Ferner: Hat nicht der Sport immer noch erstaunliche gemeinschaftsfördernde Kraft? Ob Olympiade oder Fußball-Champions-League, sportliches Kräftemessen hat seit der Antike seinen Ort im Stadion. Ein gefülltes Stadion, mitunter als »Hexenkessel« bezeichnet, hat etwas von einem Sakralraum. Um beim Fußball zu bleiben: Es ist heiliges Spiel mit klar umrissenen paraliturgischen Regeln, mit Schola und Chorgesang. Ein Torerfolg führt zur innigen Umarmung von Spielern und intensiviert das Wir-Gefühl bis hin zu einem mystischen Aufgehen des Einzelnen in der Masse der Fans. Hier lassen sich unschwer Ähnlichkeiten mit einem – profanisierten, versteht sich – Gottesdienst aufspüren.

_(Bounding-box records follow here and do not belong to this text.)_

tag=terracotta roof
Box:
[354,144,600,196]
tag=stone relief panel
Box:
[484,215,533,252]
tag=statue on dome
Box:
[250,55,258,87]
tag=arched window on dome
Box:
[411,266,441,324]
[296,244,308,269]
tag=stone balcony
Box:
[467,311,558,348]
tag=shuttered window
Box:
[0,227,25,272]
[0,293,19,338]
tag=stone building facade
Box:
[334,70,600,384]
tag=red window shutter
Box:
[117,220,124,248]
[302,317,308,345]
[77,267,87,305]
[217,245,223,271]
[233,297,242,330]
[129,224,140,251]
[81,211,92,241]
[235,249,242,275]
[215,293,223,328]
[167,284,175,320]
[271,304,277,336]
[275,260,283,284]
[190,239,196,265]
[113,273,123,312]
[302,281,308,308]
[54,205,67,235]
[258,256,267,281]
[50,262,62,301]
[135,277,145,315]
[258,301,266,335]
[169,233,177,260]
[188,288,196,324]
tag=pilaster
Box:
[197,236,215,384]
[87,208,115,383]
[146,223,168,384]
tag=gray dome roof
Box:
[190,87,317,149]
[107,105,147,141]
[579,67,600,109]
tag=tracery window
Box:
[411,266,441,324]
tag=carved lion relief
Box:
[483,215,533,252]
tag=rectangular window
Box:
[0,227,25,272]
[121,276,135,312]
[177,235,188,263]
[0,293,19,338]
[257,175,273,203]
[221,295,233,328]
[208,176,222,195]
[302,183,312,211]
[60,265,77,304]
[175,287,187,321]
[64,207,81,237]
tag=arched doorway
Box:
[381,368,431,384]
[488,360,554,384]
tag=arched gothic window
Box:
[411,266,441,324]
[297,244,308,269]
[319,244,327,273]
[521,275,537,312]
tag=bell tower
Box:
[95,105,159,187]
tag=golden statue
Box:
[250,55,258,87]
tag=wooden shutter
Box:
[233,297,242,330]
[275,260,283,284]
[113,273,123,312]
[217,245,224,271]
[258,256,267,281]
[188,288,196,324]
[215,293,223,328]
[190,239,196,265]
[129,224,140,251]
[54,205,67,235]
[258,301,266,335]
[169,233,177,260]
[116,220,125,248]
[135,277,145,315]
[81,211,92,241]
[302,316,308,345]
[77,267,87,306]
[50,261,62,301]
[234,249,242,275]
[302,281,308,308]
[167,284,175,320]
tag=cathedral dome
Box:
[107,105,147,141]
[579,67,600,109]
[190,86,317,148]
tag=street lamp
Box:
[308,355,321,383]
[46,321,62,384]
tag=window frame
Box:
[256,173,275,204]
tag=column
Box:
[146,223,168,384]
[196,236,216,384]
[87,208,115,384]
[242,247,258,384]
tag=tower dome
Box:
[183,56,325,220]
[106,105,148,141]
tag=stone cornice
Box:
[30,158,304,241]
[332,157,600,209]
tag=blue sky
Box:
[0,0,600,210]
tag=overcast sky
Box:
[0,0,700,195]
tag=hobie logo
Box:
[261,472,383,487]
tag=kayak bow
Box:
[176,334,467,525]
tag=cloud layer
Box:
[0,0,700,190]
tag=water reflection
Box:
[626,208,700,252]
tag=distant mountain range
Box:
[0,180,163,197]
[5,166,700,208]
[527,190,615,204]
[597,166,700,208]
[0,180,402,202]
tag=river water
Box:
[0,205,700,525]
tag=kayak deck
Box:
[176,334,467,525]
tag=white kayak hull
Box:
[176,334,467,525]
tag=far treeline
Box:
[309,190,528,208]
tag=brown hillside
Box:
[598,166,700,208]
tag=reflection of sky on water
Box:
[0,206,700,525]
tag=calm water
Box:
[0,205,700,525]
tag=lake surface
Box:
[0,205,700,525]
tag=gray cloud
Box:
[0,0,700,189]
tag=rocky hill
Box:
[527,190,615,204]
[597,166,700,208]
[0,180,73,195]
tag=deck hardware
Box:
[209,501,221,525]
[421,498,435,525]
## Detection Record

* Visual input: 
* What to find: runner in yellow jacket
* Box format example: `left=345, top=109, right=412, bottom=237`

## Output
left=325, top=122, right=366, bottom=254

Noch eine Beobachtung: Unter vielen jungen Menschen steht das gemeinsame Essen hoch im Kurs. Schon das gemeinsame Kochen im Vorfeld wird zelebriert. Dafür nimmt man sich Zeit. Gewiss: Fast Food lässt sich manchmal nicht umgehen. Aber das Bewusstsein, dass das gemeinsame Mahl mehr ist als ein zweckorientiertes Meeting zur Nahrungsaufnahme, bleibt so lebendig.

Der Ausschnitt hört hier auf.